Эта книга является плодом личных моих наблюдений, переживаний и впечатлений во время многолетних скитаний по горам и лесам Маньчжурий. Она только слегка приподнимает завесу, скрывающую от взоров культурного человека интересный мир, полный таинственной романтики и очарования. Этот мир, ныне отживающий, сохранился еще во всей своей неприкосновенности там, где стоят, нетронутые рукой человека, девственные первобытные леса и простираются на сотни километров дикие пустыни.
С проникновением в край культуры, площади этих лесов сокращаются и исчезает прекрасная первозданная природа, а с нею тот оригинальный мир, который в настоящее время является реликтовым остатком древнейших эпох истории человечества.
АВТОР
Первобытные, дикие леса юго-восточной Маньчжурии, занимающие обширные площади Гириньской провинции, хранят еще в таинственных недрах своих древний отживший мир тех отдаленных времен, когда, в смертельной борьбе за существование, человек отстаивал свою жизнь и место свое на земле.

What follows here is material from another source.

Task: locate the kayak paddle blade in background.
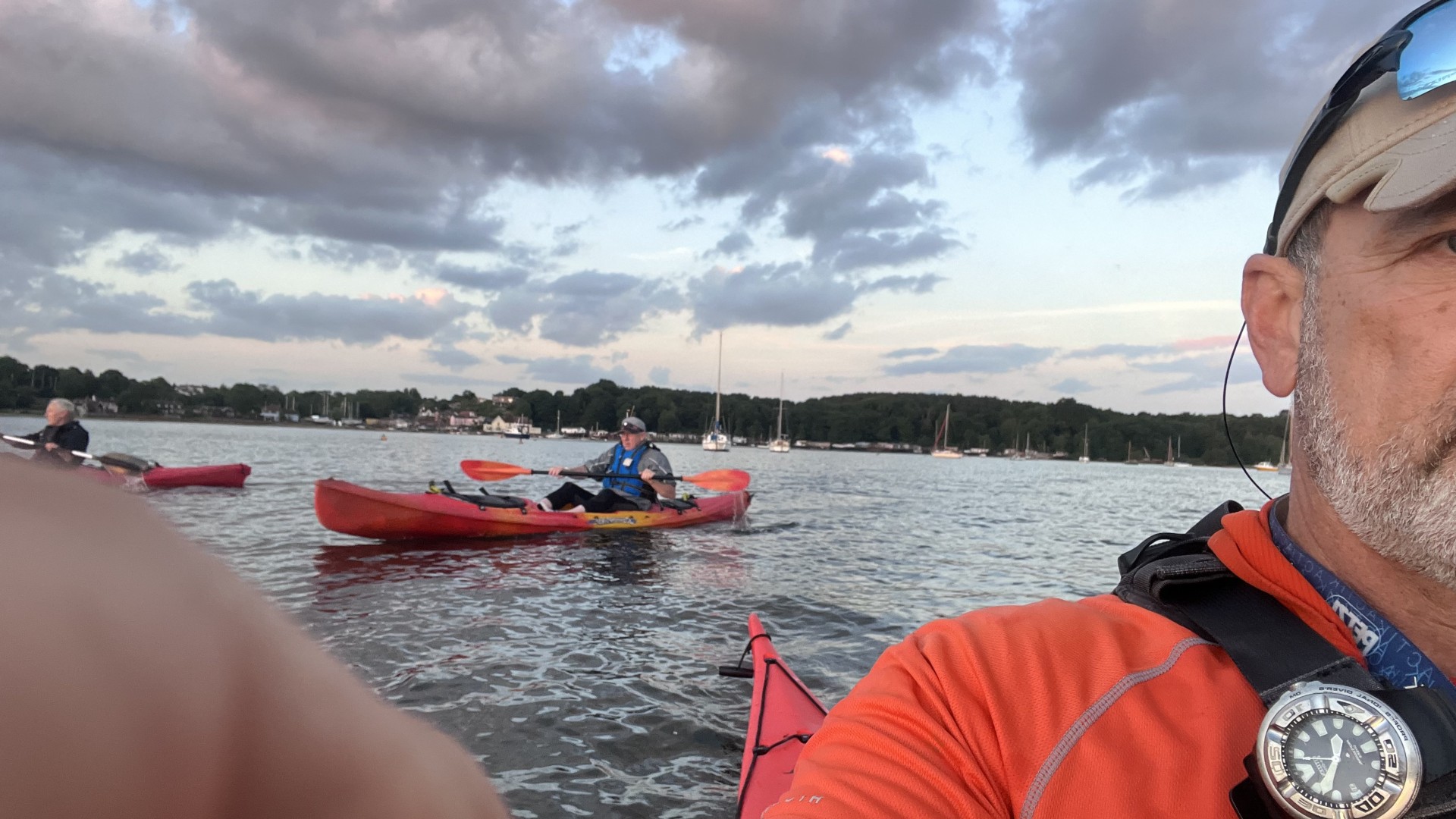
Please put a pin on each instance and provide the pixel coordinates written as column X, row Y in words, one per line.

Леса эти тянутся на сотни километров и заливают тёмно-зелёными волнами своими горные хребты, долины рек и высокие плоскогорья. Как безбрежное бурное море, шумят они, и эта дикая песня тайги напоминает о былом, давнопрошедшем.

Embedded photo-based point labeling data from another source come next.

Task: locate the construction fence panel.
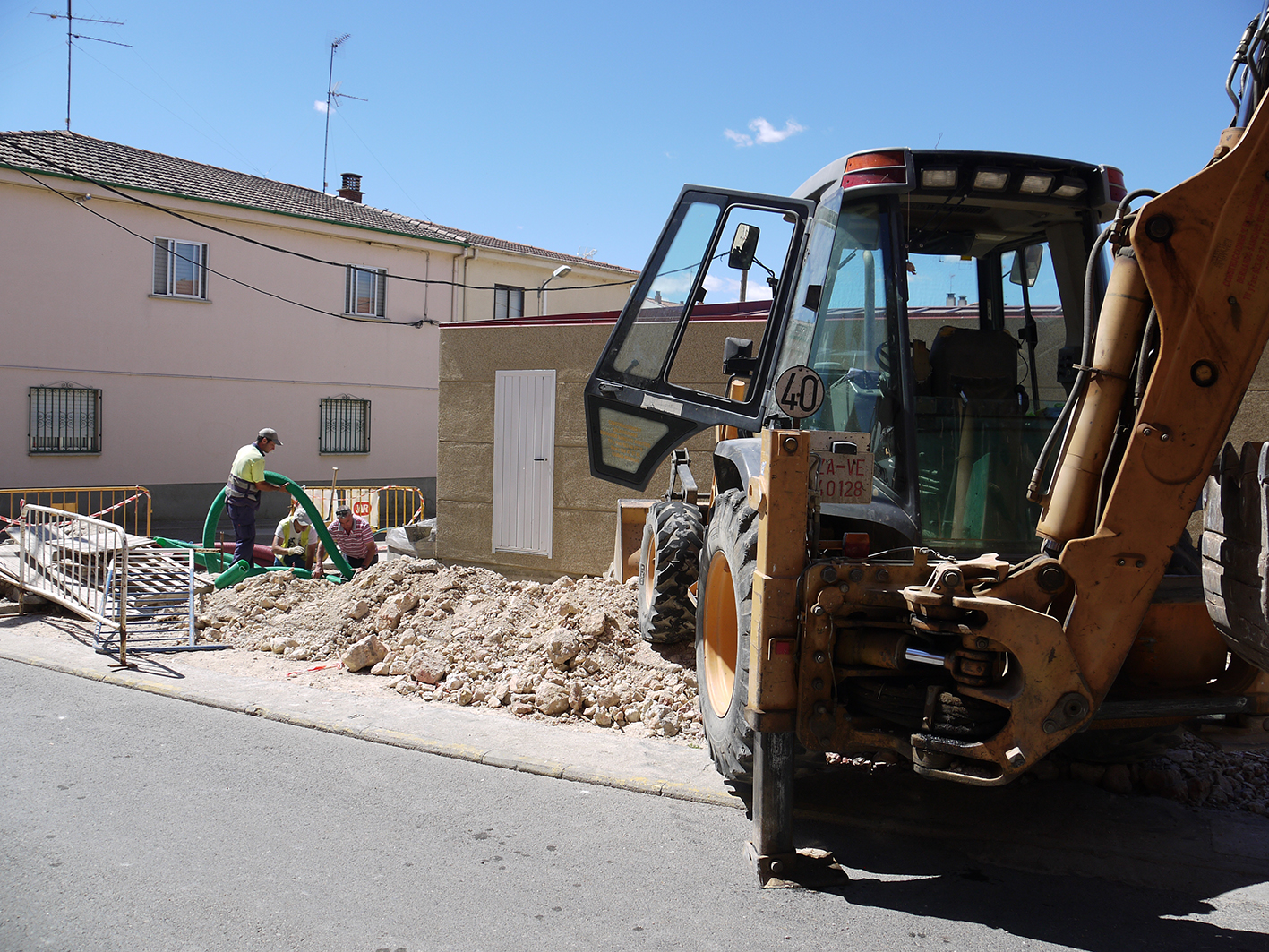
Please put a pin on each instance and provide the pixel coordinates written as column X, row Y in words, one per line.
column 73, row 560
column 128, row 507
column 155, row 593
column 382, row 507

У местных жителей леса эти известны под именем «Шу-Хай», т. е. Лесное море.
Северо-Маньчжурская железная дорога пересекла их поперек, с северо-запада на юго-восток, и внесла в их дремучие дебри новую жизнь, современную культуру и могучие достижения технической науки.
Но в самых отдаленных уголках Шухая, куда не проник еще культурный человек со своими хитроумными машинами, царит еще древний языческий бог первобытных лесов и диктует всему живущему свою непреклонную жестокую волю, которая сказывается во всем укладе жизни и быте обитателей тайги.
Здесь свой особый, мир, который ничего не имеет общего с тем миром, в котором живете Вы, мой любезный читатель.
Здесь нет места людям, слабым духом и телом. Праздность и беспечность не созданы для обитателя леса, их не должен знать бродяга лесной; праздность ослабляет силы, беспечность ведет прямо к смерти…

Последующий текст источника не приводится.